Once he said, “You’re turning into a viper-tongued shrew,” before walking out.

Another time he had muttered, “A saint couldn’t stand this,” and left.

In the past weeks, however, Cord had given his sister some painful thought. Aside from the fact he was not letting Anne get in the middle of another emotional disaster, if he was now getting along with both his brothers fairly well it was more than time to stop being stubborn about Hannah. He was sure Hannah could be jolted out of the destructive pattern of their recent relationship if he wanted to make the effort. Surprisingly, he did want to. So now he waited, and it wasn’t long.

Hannah’s face was set in grim lines as she approached, and Cord didn’t make the mistake of letting her get the first word in. “So, Hannah, how are you?
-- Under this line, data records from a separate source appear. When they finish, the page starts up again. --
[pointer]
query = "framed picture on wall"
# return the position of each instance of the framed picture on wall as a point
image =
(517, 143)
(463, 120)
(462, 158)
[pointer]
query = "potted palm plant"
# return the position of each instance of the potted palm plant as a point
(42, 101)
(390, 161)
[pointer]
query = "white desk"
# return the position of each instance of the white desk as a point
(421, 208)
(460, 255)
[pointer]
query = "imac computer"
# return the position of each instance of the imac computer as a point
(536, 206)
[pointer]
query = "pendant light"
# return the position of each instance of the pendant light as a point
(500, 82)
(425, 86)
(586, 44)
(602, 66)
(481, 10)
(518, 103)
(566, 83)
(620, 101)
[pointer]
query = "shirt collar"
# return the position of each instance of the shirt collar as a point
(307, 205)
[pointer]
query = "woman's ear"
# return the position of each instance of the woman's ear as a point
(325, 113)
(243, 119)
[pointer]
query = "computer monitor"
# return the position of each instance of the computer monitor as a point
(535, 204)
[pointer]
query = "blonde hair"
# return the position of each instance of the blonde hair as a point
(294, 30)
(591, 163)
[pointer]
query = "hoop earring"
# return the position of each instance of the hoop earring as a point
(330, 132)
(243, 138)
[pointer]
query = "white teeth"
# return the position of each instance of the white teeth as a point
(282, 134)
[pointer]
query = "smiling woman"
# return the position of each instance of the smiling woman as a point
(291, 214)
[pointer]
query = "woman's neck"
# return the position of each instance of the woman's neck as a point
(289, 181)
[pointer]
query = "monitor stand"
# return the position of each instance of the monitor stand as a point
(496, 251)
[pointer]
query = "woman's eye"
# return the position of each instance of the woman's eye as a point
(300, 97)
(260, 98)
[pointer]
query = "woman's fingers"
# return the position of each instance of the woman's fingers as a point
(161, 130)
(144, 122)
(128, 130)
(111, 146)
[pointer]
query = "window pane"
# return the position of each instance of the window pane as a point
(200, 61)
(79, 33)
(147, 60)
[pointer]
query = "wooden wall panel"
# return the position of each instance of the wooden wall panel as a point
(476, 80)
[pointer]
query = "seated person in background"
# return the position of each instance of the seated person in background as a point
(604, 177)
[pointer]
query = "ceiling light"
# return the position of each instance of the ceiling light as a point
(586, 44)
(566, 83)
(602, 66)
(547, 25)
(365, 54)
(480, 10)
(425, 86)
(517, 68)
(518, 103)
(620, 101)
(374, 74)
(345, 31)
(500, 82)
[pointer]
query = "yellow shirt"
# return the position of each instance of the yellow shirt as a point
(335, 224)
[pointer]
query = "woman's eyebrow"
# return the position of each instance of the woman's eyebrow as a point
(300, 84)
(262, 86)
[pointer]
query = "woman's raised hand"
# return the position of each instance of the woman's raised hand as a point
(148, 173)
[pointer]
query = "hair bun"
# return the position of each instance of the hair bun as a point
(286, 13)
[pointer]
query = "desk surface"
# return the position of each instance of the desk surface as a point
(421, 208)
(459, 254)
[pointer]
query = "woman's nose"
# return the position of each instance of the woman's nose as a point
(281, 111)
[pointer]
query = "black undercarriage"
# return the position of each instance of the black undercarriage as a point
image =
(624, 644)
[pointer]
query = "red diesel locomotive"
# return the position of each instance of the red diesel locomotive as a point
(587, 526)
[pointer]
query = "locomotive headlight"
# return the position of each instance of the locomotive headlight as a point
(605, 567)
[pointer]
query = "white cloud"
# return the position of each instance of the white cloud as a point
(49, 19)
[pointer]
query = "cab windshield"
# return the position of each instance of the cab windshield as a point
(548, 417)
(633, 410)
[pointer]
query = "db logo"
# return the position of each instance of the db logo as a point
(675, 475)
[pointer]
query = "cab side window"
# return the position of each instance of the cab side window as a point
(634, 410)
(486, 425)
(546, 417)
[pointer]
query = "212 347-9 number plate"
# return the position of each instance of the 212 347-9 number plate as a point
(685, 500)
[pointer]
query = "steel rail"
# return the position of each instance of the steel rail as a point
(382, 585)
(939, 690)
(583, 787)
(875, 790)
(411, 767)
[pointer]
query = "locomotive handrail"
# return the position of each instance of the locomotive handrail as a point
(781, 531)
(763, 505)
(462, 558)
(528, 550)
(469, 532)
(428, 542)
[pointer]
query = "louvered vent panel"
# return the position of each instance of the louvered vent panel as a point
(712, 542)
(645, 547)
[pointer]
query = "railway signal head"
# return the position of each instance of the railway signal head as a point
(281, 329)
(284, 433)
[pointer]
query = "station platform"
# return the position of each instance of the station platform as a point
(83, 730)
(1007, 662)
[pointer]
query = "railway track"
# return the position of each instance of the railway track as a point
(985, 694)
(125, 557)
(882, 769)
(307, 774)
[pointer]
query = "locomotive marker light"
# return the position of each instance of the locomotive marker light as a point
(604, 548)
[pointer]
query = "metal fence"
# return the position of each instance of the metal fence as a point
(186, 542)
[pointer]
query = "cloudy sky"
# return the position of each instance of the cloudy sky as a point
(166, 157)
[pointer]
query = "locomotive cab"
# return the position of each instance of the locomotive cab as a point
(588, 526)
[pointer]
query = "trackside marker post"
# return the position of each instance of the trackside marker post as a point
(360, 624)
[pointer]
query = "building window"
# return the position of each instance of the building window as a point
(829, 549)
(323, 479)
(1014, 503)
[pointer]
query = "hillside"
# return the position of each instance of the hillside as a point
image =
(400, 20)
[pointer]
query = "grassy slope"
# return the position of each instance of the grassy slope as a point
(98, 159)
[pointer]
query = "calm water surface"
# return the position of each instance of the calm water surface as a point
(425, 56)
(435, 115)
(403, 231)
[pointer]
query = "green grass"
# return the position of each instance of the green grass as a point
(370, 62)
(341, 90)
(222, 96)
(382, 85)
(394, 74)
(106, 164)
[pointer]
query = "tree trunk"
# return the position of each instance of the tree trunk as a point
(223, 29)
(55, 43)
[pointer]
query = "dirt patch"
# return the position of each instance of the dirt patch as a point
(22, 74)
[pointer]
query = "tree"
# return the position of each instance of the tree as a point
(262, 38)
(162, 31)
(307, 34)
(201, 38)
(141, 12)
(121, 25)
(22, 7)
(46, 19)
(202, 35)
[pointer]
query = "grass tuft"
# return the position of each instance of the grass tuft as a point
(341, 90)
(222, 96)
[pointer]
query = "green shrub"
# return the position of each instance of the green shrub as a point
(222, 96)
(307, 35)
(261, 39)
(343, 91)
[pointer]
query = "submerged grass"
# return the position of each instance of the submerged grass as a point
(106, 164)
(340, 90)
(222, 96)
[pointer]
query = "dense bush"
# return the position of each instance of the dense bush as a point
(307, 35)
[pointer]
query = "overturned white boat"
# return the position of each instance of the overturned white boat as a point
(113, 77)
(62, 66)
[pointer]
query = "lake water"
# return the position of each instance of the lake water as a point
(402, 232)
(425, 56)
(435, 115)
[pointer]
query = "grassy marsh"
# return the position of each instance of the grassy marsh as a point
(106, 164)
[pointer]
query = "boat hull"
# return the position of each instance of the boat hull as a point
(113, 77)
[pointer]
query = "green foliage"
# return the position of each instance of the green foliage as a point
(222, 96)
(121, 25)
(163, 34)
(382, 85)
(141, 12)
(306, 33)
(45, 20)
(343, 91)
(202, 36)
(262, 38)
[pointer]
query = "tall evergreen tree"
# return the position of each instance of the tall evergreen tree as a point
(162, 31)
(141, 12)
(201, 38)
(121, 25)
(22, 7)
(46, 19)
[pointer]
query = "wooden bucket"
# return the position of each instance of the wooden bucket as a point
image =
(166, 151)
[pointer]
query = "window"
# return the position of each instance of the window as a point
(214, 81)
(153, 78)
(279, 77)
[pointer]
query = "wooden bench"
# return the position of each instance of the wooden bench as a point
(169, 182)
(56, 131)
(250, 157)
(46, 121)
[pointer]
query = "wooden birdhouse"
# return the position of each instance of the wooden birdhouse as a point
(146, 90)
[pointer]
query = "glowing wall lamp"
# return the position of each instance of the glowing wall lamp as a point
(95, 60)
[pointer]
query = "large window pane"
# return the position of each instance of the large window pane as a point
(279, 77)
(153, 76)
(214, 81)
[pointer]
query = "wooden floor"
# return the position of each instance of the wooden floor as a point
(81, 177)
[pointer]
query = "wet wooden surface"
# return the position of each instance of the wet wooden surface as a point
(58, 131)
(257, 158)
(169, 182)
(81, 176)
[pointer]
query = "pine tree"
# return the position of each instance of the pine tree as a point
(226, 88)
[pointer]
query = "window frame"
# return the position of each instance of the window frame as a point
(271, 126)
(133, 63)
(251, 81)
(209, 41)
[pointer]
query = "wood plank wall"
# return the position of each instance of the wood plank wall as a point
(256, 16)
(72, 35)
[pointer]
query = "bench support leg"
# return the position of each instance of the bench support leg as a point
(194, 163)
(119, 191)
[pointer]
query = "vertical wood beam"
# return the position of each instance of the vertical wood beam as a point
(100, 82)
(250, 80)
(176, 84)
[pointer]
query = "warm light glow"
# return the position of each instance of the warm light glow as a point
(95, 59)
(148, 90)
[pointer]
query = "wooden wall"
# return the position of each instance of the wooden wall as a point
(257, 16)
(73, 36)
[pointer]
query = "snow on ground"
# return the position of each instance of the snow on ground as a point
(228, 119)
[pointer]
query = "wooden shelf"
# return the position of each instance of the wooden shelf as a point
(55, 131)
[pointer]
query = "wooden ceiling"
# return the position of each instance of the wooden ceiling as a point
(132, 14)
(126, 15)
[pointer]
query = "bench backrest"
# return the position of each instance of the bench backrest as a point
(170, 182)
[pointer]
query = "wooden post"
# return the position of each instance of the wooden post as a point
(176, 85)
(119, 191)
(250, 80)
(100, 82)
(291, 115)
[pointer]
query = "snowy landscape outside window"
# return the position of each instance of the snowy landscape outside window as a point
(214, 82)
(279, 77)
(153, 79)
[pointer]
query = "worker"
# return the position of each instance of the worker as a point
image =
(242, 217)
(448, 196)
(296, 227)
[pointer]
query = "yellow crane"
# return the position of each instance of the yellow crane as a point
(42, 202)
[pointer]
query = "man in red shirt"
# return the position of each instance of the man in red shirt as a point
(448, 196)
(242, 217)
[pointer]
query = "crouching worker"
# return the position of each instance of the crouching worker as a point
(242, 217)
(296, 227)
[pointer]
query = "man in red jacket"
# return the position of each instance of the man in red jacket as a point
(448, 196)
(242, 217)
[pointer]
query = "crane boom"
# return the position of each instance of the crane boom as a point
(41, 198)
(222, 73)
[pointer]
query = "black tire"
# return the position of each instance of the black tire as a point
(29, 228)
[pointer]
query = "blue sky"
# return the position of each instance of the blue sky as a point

Frank says things are better.”

It was a jolt all right. Her face contorted, and she sat quickly on the sofa. After a long pause, she chose to respond to this ordinary conversation in the same way.

“I’m fine. Things
are
better. The store is doing better than ever now with Caroline’s husband managing it.”

Jim Reading’s feed and implement store had always made a good profit, but he drank up and gambled away so much money those last years Frank had supported Hannah and her children, including Caroline’s husband. Caroline was the oldest daughter. Cord let all that pass.

Hannah’s mouth was trembling, but she had never been one to avoid hard truths. “Cord. Frank told me what you said - about that fight. If there was any way to take back that slap or the words….” She stopped, too emotional to continue.

“Guess you just did.”

Hannah was still shaky, but she had her own rigid self-control. “And since you’re sitting still for a minute, I’ve never thanked you for what you did about Carnes and those other gamblers. Ephraim’s letter had no effect on them, and I was afraid to tell Frank the truth. Carnes caught Caroline alone one day and frightened her half to death. We never heard another word from any of them after the day you were there. It must have taken you at least a week, what with the ride down and back.”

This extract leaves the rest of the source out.